Der große Unterschied zur Lufthansa liegt in der wirtschaftlichen Lage: Die Post erzielte 2014 drei Milliarden Euro Gewinn. Sie profitiert von ihrem einstigen Monopol nach wie vor, hat im Briefgeschäft mit rund 90 Prozent Marktanteil kaum Konkurrenz. Umkämpft ist aber das Paketgeschäft, weshalb die Post hier die Kosten drücken will. Allerdings ist der gelbe Riese trotz der höheren Löhne auch im Paketgeschäft konkurrenzfähig, hat seinen Marktanteil zuletzt sogar ausgebaut – auf 43 Prozent.
Bei einem Dax-Konzern wird das Management jedoch nicht am Jetzt, sondern an der Aussicht auf noch rosigere Zeiten gemessen. Perspektivisch will Vorstandschef Frank Appel daher die Kosten an das Niveau der Konkurrenz anpassen. Für diese Weichenstellung muss der Grundsatzkonflikt mit Verdi ausgetragen werden – inklusive wochenlangem Arbeitskampf.
Diesen Konflikt bereits ausgetragen hat die Telekom (31,9 Prozent Staatsanteil). Sie geriet früher als andere Ex-Monopolisten in die Mühlen des Wettbewerbs, ein Konkurrent nach dem anderen drängte auf den deutschen Markt. 2007 wurden 50 000 Mitarbeiter zu schlechteren Konditionen in eine Servicesparte ausgegliedert. Verdi konnte die Kürzungen nur lindern. Die Bilanz verbesserte sich, 2014 stieg der Gewinn auf 2,9 Milliarden Euro.

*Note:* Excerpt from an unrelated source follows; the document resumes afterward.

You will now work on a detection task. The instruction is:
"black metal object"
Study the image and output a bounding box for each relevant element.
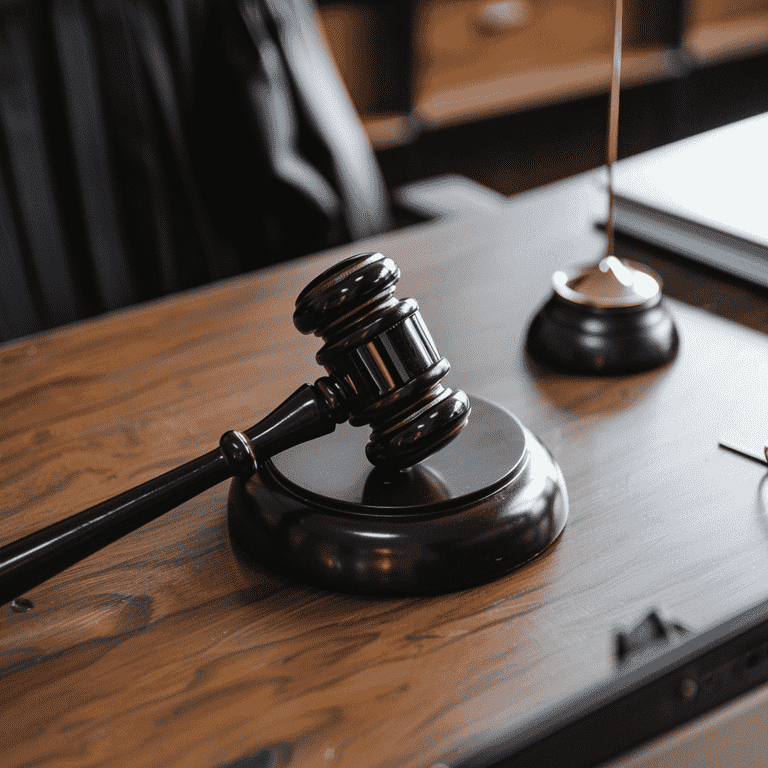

Noch ganz in Staatshand ist die Bahn, doch auch ihr Monopol bröckelt. Die Öffnung des Marktes für Fernbusse raubt ihr ebenso Kunden wie private Konkurrenz im Regionalverkehr. Im Rennen um den RRX unterlag die DB Regio und klagte, sie habe mit ihren Personalkosten keine Chance gehabt. Dass sich mit EVG und GDL zwei Gewerkschaften überbieten wollen, kommt der Bahn höchst ungelegen. Ihr Besitzer, der Vater Staat, hat nun mit der Tarifeinheit in den Dauerstreit mit der Lokführergewerkschaft eingegriffen, der GDL droht die Entmachtung. Grundsätzlicher kann ein Konflikt zwischen Gewerkschaft und Staatskonzern nicht sein. Wird die Bahn dereinst doch privatisiert, wird aber auch die große EVG um ihren Einfluss kämpfen müssen. Wie das geht und wie es ausgehen könnte, kann sie bei Lufthansa, Post und Telekom schon mal studieren.